MARL Warehouse Robots - Team Deliverables
Multi-Agent Reinforcement Learning for Cooperative Warehouse Automation
MARL Warehouse Robots - Team Project Deliverables
Project Overview
This book compiles the weekly deliverables from our team’s 5-week multi-agent reinforcement learning (MARL) project focused on training cooperative warehouse robots.
Project Goal: Train multi-agent warehouse robots using reinforcement learning to coordinate package retrieval and delivery in increasingly complex environments.

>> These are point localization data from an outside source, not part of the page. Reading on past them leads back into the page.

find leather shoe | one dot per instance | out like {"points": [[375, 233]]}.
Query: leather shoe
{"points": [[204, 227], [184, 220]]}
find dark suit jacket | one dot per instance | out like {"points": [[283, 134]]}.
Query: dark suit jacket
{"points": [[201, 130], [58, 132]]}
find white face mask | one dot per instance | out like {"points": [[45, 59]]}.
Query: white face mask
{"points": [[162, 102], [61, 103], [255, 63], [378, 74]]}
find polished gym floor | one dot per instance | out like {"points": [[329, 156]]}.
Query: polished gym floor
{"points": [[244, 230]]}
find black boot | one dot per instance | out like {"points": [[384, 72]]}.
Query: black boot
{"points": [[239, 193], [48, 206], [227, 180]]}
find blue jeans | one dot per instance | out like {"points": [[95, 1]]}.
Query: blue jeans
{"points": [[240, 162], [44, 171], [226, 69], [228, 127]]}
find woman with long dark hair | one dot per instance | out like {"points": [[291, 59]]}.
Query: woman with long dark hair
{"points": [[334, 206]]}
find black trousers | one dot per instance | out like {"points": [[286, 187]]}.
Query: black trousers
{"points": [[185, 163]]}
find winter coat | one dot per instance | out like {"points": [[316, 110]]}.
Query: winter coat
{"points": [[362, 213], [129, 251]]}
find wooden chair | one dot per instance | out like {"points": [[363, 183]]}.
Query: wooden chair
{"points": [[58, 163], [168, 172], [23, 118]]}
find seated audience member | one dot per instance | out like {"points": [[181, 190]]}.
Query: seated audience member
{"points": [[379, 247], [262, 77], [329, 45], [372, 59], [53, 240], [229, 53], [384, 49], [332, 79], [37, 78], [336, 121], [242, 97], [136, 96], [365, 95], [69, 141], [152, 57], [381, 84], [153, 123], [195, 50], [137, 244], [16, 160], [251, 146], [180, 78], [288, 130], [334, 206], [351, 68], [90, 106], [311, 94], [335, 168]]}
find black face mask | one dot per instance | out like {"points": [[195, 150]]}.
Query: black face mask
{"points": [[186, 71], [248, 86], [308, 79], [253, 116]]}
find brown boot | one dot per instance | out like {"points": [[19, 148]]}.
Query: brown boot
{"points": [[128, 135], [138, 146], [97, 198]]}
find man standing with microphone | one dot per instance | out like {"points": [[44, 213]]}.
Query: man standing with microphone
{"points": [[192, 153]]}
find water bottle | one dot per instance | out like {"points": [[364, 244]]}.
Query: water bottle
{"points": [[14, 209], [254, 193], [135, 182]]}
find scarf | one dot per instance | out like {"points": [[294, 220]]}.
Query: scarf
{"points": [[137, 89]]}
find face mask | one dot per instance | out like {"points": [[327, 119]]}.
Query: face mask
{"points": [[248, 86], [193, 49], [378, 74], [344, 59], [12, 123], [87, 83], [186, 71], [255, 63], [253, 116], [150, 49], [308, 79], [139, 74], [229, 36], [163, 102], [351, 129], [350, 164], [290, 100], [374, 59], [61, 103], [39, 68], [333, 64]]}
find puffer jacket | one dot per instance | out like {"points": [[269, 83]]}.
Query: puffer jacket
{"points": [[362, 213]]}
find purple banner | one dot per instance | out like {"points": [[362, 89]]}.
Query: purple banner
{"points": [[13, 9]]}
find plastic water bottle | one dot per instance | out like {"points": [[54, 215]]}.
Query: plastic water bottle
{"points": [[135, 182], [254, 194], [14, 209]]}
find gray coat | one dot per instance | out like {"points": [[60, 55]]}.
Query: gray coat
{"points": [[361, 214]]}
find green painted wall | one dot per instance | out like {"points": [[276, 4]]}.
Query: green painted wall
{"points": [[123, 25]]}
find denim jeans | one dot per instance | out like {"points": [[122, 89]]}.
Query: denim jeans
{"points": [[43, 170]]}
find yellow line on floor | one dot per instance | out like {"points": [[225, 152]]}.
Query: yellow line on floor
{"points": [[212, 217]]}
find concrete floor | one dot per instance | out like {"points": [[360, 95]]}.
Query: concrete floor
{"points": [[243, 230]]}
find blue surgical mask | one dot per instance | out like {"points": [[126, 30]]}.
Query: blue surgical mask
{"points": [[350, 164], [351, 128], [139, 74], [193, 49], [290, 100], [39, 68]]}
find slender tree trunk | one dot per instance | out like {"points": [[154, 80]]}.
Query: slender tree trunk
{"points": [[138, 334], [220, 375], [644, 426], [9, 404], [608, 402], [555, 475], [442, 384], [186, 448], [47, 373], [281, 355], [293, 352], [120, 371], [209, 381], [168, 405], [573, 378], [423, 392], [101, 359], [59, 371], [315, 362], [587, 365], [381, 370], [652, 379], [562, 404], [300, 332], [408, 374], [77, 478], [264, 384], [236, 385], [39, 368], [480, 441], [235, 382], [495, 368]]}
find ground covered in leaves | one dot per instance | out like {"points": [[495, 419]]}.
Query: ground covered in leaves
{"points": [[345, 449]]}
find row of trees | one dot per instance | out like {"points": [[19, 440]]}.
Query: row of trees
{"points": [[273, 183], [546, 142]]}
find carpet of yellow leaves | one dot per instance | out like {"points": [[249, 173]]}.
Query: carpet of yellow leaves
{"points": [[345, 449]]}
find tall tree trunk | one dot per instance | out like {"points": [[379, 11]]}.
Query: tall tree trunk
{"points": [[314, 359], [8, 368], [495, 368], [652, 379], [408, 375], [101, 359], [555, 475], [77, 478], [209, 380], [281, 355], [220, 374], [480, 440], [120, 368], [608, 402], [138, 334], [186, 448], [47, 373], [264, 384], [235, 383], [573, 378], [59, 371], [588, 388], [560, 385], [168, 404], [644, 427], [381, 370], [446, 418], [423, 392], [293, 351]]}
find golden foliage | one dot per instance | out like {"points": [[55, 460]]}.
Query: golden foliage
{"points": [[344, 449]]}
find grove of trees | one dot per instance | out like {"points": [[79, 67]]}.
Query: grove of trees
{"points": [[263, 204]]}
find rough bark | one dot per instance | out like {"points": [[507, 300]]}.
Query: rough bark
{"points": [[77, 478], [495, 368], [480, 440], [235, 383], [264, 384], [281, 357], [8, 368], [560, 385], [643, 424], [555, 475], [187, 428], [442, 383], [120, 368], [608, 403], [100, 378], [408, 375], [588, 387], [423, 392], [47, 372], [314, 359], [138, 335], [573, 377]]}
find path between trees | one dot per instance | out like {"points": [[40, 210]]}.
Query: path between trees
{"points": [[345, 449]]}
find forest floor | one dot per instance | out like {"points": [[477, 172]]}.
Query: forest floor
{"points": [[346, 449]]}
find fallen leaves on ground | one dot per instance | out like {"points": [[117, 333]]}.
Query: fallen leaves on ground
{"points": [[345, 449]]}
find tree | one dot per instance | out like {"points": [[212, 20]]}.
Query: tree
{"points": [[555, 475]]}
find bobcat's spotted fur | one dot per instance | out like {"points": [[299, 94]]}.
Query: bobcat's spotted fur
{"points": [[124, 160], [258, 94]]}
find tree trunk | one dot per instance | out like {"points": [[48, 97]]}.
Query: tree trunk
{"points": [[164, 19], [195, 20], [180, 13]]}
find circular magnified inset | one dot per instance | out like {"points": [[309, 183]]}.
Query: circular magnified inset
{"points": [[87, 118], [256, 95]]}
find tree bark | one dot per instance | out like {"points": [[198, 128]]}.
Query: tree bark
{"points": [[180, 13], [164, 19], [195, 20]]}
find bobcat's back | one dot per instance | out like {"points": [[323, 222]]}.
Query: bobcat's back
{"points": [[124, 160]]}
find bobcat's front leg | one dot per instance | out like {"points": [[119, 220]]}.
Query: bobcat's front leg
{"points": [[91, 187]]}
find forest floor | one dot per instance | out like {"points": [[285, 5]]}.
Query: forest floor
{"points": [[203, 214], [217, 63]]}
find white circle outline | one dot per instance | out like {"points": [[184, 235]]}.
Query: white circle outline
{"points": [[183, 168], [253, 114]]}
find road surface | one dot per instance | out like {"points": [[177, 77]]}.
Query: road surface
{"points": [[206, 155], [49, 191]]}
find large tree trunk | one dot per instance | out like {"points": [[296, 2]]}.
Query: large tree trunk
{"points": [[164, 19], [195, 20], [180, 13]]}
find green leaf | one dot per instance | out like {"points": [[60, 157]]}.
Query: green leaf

Team Members: - Price Allman: Unity integration, QMIX implementation, learning failure analysis - Lian Thang: Visualization, comparative analysis, CPU/GPU performance studies - Dre Simmons: Code documentation, implementation guides, setup instructions - Salmon Riaz: Research paper compilation and integration
Project Timeline
Week 1: MPE Environment Training
All team members trained on Multi-Particle Environment (MPE) Simple Spread to establish baseline MARL skills with dense rewards.
Key Algorithms: IPPO-LSTM, Behavioral Cloning warm-start
Week 2: RWARE Environment Training
Transition to Robotic Warehouse (RWARE) environment with sparse rewards and grid-based coordination.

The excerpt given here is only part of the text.